Question

What is $cos\left( 2arcsin\left( -\dfrac{1}{2} \right) \right)$?

Answer 1

Hint: We have cosine and sine inverse functions here. We resolve the brackets starting from the innermost bracket. We then resolve the brackets further. We will use some formulae involving trigonometric functions. We need to be aware about the range of inverse functions as well. We will be using some properties of the cosine function too.

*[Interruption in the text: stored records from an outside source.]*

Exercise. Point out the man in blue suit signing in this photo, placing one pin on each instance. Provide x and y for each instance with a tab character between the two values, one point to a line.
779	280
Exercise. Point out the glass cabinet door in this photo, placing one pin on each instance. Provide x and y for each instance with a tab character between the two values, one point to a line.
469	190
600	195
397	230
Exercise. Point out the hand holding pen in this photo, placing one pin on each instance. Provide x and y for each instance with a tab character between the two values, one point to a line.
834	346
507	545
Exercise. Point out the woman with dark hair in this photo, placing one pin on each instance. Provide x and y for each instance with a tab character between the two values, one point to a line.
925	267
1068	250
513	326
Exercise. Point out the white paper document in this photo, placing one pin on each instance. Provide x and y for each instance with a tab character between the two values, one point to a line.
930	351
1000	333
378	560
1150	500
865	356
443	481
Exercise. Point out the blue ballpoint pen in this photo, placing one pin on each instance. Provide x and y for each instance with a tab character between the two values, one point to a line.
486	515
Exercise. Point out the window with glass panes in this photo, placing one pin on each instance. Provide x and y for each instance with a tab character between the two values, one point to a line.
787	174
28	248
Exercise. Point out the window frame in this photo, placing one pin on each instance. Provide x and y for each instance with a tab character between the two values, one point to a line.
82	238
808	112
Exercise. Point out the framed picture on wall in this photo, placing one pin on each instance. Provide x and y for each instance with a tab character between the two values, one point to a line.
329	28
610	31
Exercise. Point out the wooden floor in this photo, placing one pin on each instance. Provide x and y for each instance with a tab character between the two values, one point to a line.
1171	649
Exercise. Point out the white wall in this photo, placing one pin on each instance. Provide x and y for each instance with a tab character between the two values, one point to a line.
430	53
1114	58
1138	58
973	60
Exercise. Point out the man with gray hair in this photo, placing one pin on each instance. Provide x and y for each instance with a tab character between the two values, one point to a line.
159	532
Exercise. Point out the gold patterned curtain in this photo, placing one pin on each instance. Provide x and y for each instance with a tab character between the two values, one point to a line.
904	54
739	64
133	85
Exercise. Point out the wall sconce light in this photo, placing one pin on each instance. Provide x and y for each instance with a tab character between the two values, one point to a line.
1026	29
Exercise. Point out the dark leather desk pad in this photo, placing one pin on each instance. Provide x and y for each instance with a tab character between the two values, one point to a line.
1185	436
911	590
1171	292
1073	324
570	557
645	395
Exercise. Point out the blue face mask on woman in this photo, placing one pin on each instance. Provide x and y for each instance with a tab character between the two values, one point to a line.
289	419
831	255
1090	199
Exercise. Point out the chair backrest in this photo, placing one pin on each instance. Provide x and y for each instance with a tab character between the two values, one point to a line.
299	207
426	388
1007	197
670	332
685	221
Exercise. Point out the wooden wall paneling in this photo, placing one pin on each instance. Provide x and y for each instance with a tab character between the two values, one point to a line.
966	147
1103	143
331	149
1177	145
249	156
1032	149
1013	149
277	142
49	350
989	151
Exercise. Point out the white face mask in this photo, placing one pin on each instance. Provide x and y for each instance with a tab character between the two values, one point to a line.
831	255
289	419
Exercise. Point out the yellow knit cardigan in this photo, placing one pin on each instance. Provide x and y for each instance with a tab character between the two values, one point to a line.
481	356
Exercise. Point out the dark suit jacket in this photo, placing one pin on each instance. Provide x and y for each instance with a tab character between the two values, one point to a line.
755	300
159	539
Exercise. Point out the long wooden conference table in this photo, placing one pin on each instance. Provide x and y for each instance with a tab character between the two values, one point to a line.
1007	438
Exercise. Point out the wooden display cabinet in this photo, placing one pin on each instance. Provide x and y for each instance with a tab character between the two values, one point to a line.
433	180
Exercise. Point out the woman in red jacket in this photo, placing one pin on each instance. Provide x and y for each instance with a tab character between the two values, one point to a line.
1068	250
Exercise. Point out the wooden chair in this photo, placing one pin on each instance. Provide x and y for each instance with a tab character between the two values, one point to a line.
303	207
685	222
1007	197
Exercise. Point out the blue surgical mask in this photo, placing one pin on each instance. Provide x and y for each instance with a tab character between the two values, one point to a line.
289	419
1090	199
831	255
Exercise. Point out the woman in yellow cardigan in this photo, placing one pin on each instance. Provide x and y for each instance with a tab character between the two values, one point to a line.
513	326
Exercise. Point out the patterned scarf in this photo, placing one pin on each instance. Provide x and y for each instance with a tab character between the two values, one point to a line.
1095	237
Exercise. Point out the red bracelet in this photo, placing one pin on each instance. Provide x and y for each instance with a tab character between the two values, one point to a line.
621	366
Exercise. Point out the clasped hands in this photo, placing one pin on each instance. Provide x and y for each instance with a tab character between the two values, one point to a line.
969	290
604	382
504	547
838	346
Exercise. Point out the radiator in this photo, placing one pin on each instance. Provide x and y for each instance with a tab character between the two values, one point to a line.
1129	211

Complete step-by-step answer:
We are given$cos\left( 2arcsin\left( -\dfrac{1}{2} \right) \right)$. Now, we first solve the innermost bracket. For that we need to be aware about the range of the arcsine function. The arcsine function is basically the inverse sin function that works in the following way:
If $sinx=y$, then $x=arcsiny$ or in other notation, we can also write:
$x=sin^{-1}y$
The range of $arcsin\left(x\right)$ is $\left[\dfrac{-\pi}{2},\dfrac{\pi}{2}\right]$.
So, we need to find a value in this range such that
$sin\left(x\right)=\dfrac{-1}{2}$
Since we know that
$sin\left( \dfrac{-\pi }{6} \right)=\dfrac{-1}{2}$
This happens due to the following result:
$\sin \left( -x \right)=-\sin \left( x \right)$
Using this we obtain:
$x = \dfrac{-\pi}{6}$
So, now our problem becomes:
$cos\left(2\times\dfrac{-\pi}{6}\right)=cos\left(\dfrac{-\pi}{3}\right)$
Now, we use the following result:
$cos\left(-\theta\right)=cos\left(\theta\right)$
And we obtain the following:
$\Rightarrow cos\left( 2\times \dfrac{-\pi }{6} \right)=cos\left( \dfrac{-\pi }{3} \right)=cos\left( \dfrac{\pi }{3} \right)=\dfrac{1}{2}$
Hence, we have obtained the result after solving the expression.

Note: You should be aware about the basic formulae of trigonometry as well as inverse trigonometry if you want to solve such problems with as minimal errors as possible. Moreover, you should solve the innermost brackets first. And also note that while resolving the brackets, when the sine bracket will be opened then the negative sign will come out whereas when the cosine bracket will open, a positive sign will come out. Don’t mix them up otherwise it will lead to an invalid solution.